Document History
Version | Date | Update |
---|---|---|
1.0 | 2018-01-13 | Creation. |
1.1 | 2018-01-16 | Connected and regular graphs, adjacency matrix. |
Table of content
- Graph Theory - Neo4j
This workshop was inspired by the book Introduction to Graph Theory by Richard J. Trudeau.
I strongly recommend reading it to anyone who is interested in graph theory, but doesn't know where to start from.
Cover reproduced with permission from Dover publications.
The challenge is to implement graph theory concepts using pure Neo4j Cypher query language, without the help of any libraries such as Awesome Procedures On Cypher (APOC).
A cycle graph or circular graph is a graph that consists of a single cycle, or in other words, some number of vertices connected in a closed chain.
Taken from Wikipedia.
A circular graph with n vertices is annotated Cn.
WITH 5 AS Count
WITH range(1, Count) AS items
WITH [x in tail(items) | [x - 1, x]] + [[last(items), head(items)]] AS tuples
FOREACH (
tuple IN tuples |
MERGE (s:Vertex {id: head(tuple)})
MERGE (t:Vertex {id: last(tuple)})
CREATE (s)-[:EDGE]->(t)
);
Output:
Added 5 labels, created 5 nodes, set 5 properties, created 5 relationships.

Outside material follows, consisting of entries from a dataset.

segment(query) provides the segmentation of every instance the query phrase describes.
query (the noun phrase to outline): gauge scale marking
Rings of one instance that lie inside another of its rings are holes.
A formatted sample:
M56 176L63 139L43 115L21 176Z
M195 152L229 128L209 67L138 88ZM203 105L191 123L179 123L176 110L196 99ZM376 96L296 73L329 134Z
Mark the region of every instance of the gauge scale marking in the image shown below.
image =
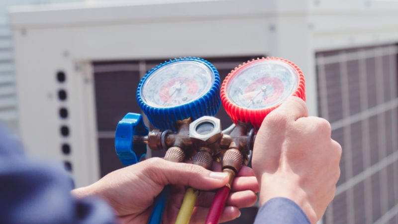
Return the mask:
M237 106L261 110L277 105L296 89L297 75L289 65L259 61L235 73L227 87L229 99Z
M211 88L210 68L196 61L180 61L154 72L142 87L142 100L148 106L167 108L188 104L203 97Z

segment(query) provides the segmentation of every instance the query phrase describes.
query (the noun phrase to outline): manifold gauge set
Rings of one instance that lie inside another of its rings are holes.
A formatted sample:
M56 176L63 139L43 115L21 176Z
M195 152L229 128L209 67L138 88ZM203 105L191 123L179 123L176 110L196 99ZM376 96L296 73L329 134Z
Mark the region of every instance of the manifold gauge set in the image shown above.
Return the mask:
M247 165L256 133L264 117L287 98L305 101L304 76L292 62L257 58L235 68L221 83L217 69L195 57L165 61L140 82L136 99L157 129L148 130L141 114L127 113L117 124L116 152L123 165L139 162L152 150L166 150L164 159L191 160L210 169L220 162L229 182L218 189L205 222L218 222L235 176ZM224 131L214 116L221 103L234 124ZM148 223L160 224L171 186L157 197ZM188 187L176 224L188 224L199 191Z

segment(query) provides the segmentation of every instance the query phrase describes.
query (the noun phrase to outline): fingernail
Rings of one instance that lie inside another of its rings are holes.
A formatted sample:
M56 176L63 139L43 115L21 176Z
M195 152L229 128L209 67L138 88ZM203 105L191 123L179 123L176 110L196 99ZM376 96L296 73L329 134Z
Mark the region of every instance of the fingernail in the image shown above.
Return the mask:
M218 180L223 180L228 177L228 174L221 172L212 172L210 173L210 177Z

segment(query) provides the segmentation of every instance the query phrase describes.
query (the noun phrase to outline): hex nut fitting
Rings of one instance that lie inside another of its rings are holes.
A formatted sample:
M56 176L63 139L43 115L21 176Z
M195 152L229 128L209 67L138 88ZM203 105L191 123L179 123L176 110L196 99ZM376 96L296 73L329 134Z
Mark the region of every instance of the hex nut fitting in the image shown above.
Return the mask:
M208 128L200 132L202 127ZM211 144L218 140L222 136L220 119L210 116L203 116L190 124L190 138L193 141L199 140Z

A complete graph is a simple undirected graph in which every pair of distinct vertices is connected by a unique edge.
Taken from Wikipedia.
A complete graph with n vertices is annotated Kn.
WITH 5 AS Count
WITH range(1, Count) AS items
FOREACH (
s_id IN items |
FOREACH (
t_id IN filter(item in items WHERE item <> s_id) |
MERGE (s:Vertex {id: s_id})
MERGE (t:Vertex {id: t_id})
MERGE (s)-[:EDGE]-(t)
)
);
Output:
Added 5 labels, created 5 nodes, set 5 properties, created 10 relationships.
The utility graph is a reference to the mathematical puzzle known as the three utilities problem.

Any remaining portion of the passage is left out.